In the book of Ecclesiastes, there is a well known passage that speaks of a time for everything under heaven, a time to be born and a time to die, a time to plant and a time to reap, a time to laugh and a time to cry, a time for war and a time for peace. We have long endured a time for war. The slaughter of the innocents seems unending. More children and civilians than military personnel have been injured or killed in these wars, according to Brown University’s Costs of War of Project. The numbers are unbelievable and the tears are endless.

Advent gives us the opportunity to create a time for peace. We stand in recognition of the light within all of us as we are steadfastly aware that those in the sights of our guns, our missiles, our drones shine in their worlds as bright stars. A time of peace is ours when we hold that children all over the world are as important and as precious as the life of the child we await during Advent, that child born under the star.
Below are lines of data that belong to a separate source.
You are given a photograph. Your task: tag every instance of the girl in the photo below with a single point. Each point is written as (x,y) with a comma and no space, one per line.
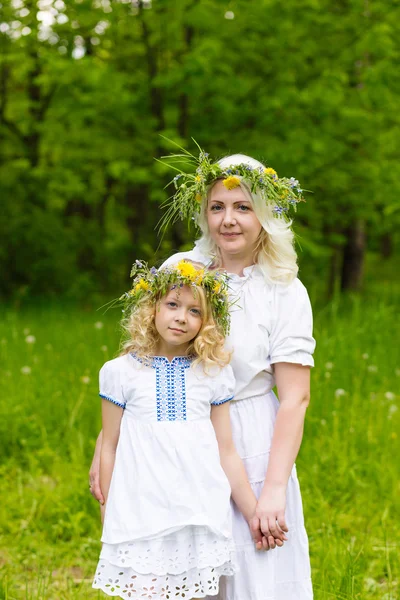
(167,520)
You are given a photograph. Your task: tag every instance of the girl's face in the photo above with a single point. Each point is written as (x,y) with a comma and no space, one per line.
(232,222)
(178,319)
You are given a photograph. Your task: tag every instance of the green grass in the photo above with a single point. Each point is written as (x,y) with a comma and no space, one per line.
(50,416)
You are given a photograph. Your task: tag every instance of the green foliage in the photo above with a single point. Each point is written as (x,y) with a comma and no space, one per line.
(50,417)
(312,88)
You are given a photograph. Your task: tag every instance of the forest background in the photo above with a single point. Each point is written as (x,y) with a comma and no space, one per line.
(89,90)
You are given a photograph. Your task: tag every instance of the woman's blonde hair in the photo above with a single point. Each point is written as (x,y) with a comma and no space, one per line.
(141,336)
(275,253)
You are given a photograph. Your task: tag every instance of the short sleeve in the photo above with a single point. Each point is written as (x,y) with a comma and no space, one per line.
(224,386)
(110,383)
(291,337)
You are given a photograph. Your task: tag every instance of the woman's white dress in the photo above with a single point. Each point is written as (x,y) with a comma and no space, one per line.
(168,523)
(270,323)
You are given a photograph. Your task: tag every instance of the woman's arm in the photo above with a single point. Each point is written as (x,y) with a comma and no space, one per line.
(232,464)
(293,384)
(111,417)
(94,472)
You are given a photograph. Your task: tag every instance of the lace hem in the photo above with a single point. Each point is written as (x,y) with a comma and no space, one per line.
(127,583)
(172,554)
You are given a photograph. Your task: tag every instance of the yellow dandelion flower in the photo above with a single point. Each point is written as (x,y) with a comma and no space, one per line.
(231,182)
(217,287)
(142,285)
(270,172)
(187,270)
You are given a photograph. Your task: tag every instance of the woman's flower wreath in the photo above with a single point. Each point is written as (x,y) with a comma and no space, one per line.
(191,188)
(157,282)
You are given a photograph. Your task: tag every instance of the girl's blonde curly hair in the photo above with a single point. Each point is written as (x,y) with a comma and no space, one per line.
(141,336)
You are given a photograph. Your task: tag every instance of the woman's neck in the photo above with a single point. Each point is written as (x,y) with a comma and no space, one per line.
(236,264)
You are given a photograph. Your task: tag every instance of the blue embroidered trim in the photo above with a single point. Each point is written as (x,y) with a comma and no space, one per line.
(112,400)
(221,401)
(170,386)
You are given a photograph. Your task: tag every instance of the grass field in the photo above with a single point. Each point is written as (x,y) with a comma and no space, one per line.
(50,416)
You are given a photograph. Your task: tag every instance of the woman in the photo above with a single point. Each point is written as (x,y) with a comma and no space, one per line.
(240,206)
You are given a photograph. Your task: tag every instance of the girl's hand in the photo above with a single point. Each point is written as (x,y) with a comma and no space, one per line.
(270,512)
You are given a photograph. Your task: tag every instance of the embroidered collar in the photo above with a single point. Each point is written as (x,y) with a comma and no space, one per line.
(162,361)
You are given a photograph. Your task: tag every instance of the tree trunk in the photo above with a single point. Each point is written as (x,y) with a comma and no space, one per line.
(353,256)
(386,245)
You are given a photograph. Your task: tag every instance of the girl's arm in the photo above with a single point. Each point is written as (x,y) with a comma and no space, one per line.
(232,464)
(94,472)
(111,417)
(293,384)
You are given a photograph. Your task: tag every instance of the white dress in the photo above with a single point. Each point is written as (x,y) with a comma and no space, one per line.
(270,323)
(168,522)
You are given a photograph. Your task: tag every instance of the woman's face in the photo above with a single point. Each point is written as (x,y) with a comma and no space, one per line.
(232,222)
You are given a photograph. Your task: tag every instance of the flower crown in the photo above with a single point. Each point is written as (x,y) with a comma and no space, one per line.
(191,188)
(155,283)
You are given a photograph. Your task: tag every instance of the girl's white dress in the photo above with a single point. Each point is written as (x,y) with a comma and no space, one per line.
(270,323)
(168,523)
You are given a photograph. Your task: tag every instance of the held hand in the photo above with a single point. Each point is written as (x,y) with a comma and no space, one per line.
(271,513)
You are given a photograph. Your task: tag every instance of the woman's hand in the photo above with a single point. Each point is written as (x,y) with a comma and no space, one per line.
(94,473)
(270,515)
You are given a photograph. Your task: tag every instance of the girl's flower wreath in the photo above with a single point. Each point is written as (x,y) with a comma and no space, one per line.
(155,283)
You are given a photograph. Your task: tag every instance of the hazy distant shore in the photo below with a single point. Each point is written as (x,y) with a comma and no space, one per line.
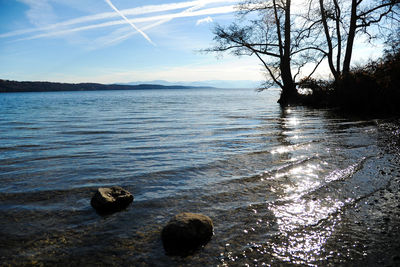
(7,86)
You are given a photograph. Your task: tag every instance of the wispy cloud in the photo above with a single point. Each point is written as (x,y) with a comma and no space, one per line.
(149,15)
(205,20)
(130,22)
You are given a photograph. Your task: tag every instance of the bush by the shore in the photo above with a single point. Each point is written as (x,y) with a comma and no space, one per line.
(370,89)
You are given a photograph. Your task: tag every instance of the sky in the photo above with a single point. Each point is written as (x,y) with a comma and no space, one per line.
(122,41)
(116,41)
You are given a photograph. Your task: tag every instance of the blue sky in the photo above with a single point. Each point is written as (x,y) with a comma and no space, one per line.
(111,41)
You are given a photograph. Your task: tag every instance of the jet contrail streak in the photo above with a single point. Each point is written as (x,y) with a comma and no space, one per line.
(127,20)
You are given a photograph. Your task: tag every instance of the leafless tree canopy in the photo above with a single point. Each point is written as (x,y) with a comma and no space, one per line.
(286,37)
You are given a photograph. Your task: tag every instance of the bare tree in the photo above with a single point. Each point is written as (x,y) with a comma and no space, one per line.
(271,35)
(343,20)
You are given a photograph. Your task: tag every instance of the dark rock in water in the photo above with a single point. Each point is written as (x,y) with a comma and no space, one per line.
(110,199)
(185,233)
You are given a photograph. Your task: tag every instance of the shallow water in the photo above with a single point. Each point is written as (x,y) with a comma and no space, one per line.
(290,186)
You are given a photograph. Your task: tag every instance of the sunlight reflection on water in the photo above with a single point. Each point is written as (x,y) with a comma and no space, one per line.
(276,182)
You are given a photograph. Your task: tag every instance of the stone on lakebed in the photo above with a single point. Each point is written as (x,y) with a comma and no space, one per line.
(186,232)
(111,199)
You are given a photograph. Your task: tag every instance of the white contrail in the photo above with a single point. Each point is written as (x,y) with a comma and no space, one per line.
(130,23)
(60,26)
(166,17)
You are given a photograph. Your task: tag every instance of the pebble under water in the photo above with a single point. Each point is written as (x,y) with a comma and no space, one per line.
(294,186)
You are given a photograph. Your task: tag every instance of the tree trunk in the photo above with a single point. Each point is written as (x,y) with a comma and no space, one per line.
(328,39)
(350,38)
(289,91)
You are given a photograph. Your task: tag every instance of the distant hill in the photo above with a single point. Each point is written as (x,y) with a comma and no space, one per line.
(213,83)
(7,86)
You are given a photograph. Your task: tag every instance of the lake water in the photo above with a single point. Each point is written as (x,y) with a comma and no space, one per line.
(292,186)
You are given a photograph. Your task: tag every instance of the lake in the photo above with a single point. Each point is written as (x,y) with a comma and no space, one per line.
(283,186)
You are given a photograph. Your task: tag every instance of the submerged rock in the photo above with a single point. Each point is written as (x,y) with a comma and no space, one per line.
(110,199)
(185,233)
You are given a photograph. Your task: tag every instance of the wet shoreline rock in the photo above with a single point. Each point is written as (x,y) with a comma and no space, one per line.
(185,233)
(111,199)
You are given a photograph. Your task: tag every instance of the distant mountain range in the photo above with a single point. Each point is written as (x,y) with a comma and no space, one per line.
(14,86)
(210,83)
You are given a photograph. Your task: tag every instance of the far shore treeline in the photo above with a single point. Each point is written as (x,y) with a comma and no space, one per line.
(7,86)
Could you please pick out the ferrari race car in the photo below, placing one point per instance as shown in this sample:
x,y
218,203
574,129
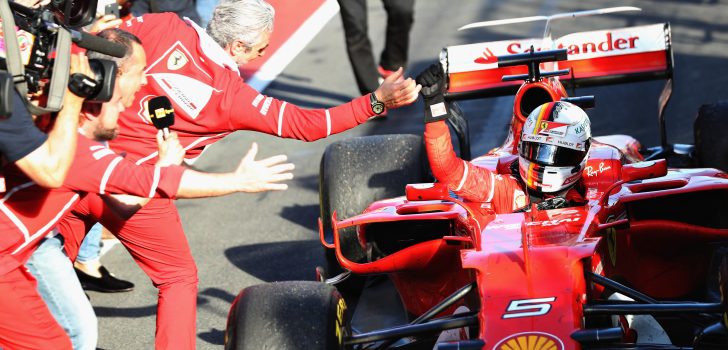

It is not realistic to believe that, while our government insists on spending more on war than the next 11 countries combined, we will ever have peace or the ability to address the ongoing climate crisis. Peace comes only from disarming our military and our hearts. Although we inflict war on countries thousands of miles away, we live in a fantasy in which we don’t see the war that is raging. But it is raging and children are dying, and this is our responsibility. This terrible crime needs to end if we want our children to experience what peace is all about.

So, please join us for an hour on these four Saturdays before Christmas to hold a light in the darkness and help create a disarmed world.